The scene runtime ensures the existence of certain objects and functions inside the sandboxed Javascript environment, in addition to the standard utilities such as Promise, Date or Math.

The globals described below are typical JavaScript concepts, but they are tailored to the Decentrland scene runtime and may not behave identically to their counterparts in browser or Node environments.

Globals #

The runtime injects 6 definitions in the scene’s global scope:

  1. console : a simplified version of the typical console object.
  2. exports : an object where the scene can add its public interface .
  3. module : a container for the exports object.
  4. require : a function to load runtime-provided modules by name.
  5. fetch : a restricted implementation of the browser fetch function.
  6. WebSocket : a restricted implementation of the browser WebSocket class.

All of these are defined as read-only properties, so they cannot be reassigned. Some will throw exceptions when used unless certain permissions are granted to the scene.

Console #

Scenes have access to a console object, much like the one provided by a browser or Node environment, though limited to only some of the methods you would normally find.

type Console = {
  log(...args: any): void
  info(...args: any): void
  debug(...args: any): void
  warning(...args: any): void
  error(...args: any): void

Just like their standard counterparts, each method takes variable arguments of any type and renders them as human-readable messages. For example, this is valid:

console.log("The thing just appeared", { thing: "foo" }, [1, 2, 3])

The precise behavior of these methods depends on the provider, but the messages must be accessible to scene developers debugging their code.

In the Foundation’s browser-based World Explorer, log messages appear in the developer tools panel.

Imports and Exports #

Scenes can import and export objects using the traditional CommonJS module interface.

exports: Object
require(moduleName: string): Object

The require function allows scenes to access runtime-provided modules (such as EngineApi or RestrictedActions ), and nothing else (it does not access NPM packages or modules by path).

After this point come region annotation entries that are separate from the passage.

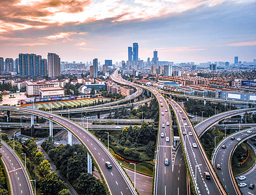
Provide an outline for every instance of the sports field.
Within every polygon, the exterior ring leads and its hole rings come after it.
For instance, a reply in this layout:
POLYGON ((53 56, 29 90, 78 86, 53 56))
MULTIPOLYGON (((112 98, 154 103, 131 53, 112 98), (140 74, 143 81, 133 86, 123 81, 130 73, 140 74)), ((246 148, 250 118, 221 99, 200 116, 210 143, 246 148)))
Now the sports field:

Properties added to the exports object are the scene’s public interface and will be exposed to the runtime. In fact, scenes must expose at least one method to run properly (see execution ).

Scenes written in languages such as TypeScript use the more modern import and export statements, which can be transpiled into CommonJS-compatible uses of require and exports.

HTTP and WebSockets #

The fetch and WebSocket globals work exactly like their well-known counterparts (see fetch and WebSocket in MDN), but with some restrictions enforced by the runtime.

When calling the fetch function:

  • An error is thrown if the URL doesn’t begin with https://.
  • An error is thrown if the scene doesn’t have the USE_FETCH permission .
  • An implementation-defined timeout can abort the request.

When using the WebSocket class:

  • An error is thrown if the URL doesn’t begin with wss:
  • An error is thrown if the scene doesn’t have the USE_WEBSOCKET permission .

Apart from these differences, both cases follow standard behavior.